By: Mollie Lastovica
In the fall of 2012, approximately 3,000 incoming graduate students will begin their journey at Texas A&M University. For many, this will be their first time living in Texas and/or the United States. While the transition may seem daunting to those incoming students, current ALEC graduate students have devoted their time and leadership to help alleviate fears of the inevitable change of starting a graduate program.
Kevin Andrews and Sarah Ho, both Ph.D. students in the ALEC Department, served as Director and Counselor, respectively for the 2012 Grad Camp, held August 15-16 in College Station.
“Grad Camp is a two day event for incoming graduate students,” Ho says. “We try to show them the different resources available on campus and the history and traditions of A&M.”
Grad Camp first launched in August 2009 and in just three summers it has evolved drastically. After assessing logistics such as financial resources, transportation and students’ needs, many changes have been made since the first camp to mold it into what the planning team hopes is a convenient, exciting experience for campers.
“This year’s Grad Camp took a dramatic departure from the past few camps,” Andrews says. “We changed it from the Fish Camp, T-Camp and Howdy Camp model of throwing everyone into a maroon sea to introducing the Aggie Spirit more gradually.”
The Director Team consisted of Andrews, Assistant Director Ryan Sinnet and Adviser Tracie Lowe. The team met and worked throughout the spring and summer to plan the event. For Andrews, who has not assisted with Grad Camp in years past, his graduate studies actually aided him in the groups’ deliberations.
“I used the program development and analysis components of my graduate program to look at last year’s camp evaluations and see what could be changed,” Andrews says. “I took the approach of knowing that the desired outcome for campers was not to just be informed, but to also take a step of action and participate in the programs, organizations and activities that were introduced to them.”
Location and presentations were two factors that helped to define the Grad Camp experience. For each of the two days, the Director Team opted for locations that were symbolic to the campers’ experience as Aggies.

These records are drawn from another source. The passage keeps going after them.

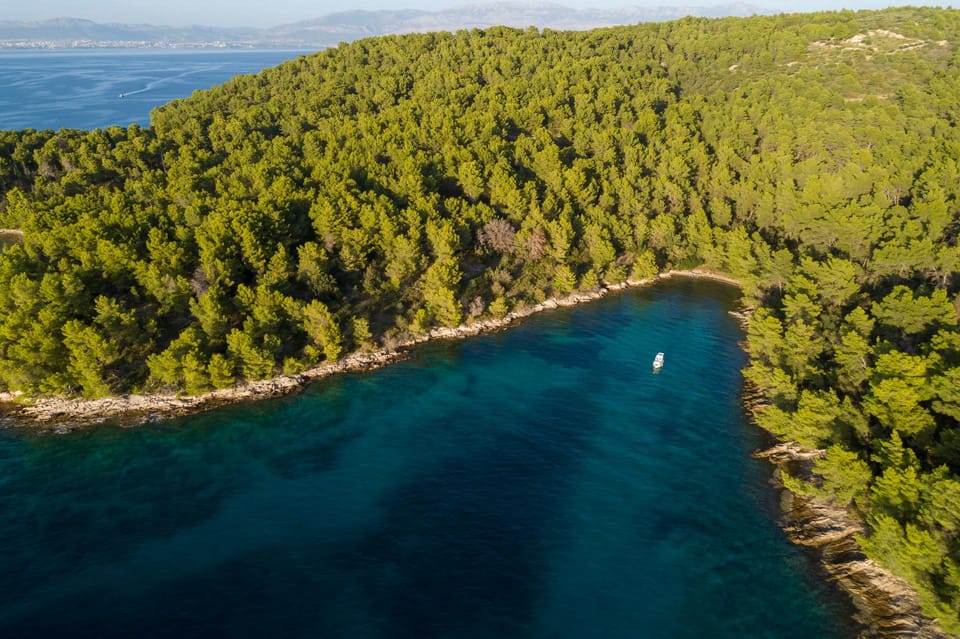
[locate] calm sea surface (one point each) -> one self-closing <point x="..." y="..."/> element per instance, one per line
<point x="537" y="483"/>
<point x="81" y="88"/>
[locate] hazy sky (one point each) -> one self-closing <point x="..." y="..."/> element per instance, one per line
<point x="268" y="13"/>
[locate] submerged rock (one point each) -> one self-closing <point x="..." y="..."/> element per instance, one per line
<point x="887" y="606"/>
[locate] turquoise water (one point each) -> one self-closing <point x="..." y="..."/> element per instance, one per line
<point x="80" y="88"/>
<point x="541" y="482"/>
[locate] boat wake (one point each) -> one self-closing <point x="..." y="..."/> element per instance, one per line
<point x="152" y="85"/>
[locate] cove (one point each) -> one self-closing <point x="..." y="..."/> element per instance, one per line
<point x="541" y="482"/>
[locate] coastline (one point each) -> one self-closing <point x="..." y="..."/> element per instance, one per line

“The first day was spent at the MSC and campers could walk into the heart of campus with a focus on being a current student,” Andrews says. “The second day was at the Alumni Center which showed campers the lifelong impact that Texas A&M will have on their lives.”
A number of speakers presented to the group including Marketing and Communications Director Jason Cook, Student Body President John Claybrook, Former Yell Leader Marti Holmes and Head Soccer Coach G Guerrieri among others.
“I tried to pick speakers to discuss on-campus resources who were also able to incorporate the Aggie Spirit into their presentations,” Andrews says. “Campers were being exposed to those things that make Texas A&M unique through their talks.”
The first day of Grad Camp exposed campers to resources across campus that are specific to their needs, while the second day focused on the traditions and Spirit of Aggieland.
“The first day we focused on the core values of Texas A&M,” Andrews says. “On day two we introduced campers to the bigger traditions across campus and provided them with information on how to find out more about those and other traditions.”
As one of 13 counselors, Ho focused on facilitating discussion amongst her small group of seven campers.
“My role was to lead discussion and ask them questions,” Ho says. “I would ask them what concerns they may have and try to answer their questions. I also shared my own experience at Texas A&M and helped them better understand the rules and regulations as a grad student and responsibilities as a TA.”
Counselors also focused on assimilating campers to life in College Station.
“For a lot of the campers, this was their first week in College Station and their first week in Texas,” Ho says. “We talked about what it is like to live here and what there is to do within the community.”
While Ho and the other counselors strived to share their knowledge and experiences with campers, they also benefitted from Grad Camp in establishing relationships and extending their Aggie network.
“The most rewarding part for me was being able to share knowledge with campers and them leaving with a better understanding of what it means to be an Aggie,” Ho says.
From the Director’s perspective, counselors like Ho and the speaker lineup truly defined the 2012 Grad Camp as a successful event.
“The speakers and counselors made Grad Camp what it was,” Andrews says. “The counselors led actual discussions with campers and laid the seeds for friendships. The speakers each possessed a wealth of knowledge and were all passionate people who were able to convey the Aggie Spirit to incoming students, thanks to the people who volunteer their time to help welcome new students to campus.”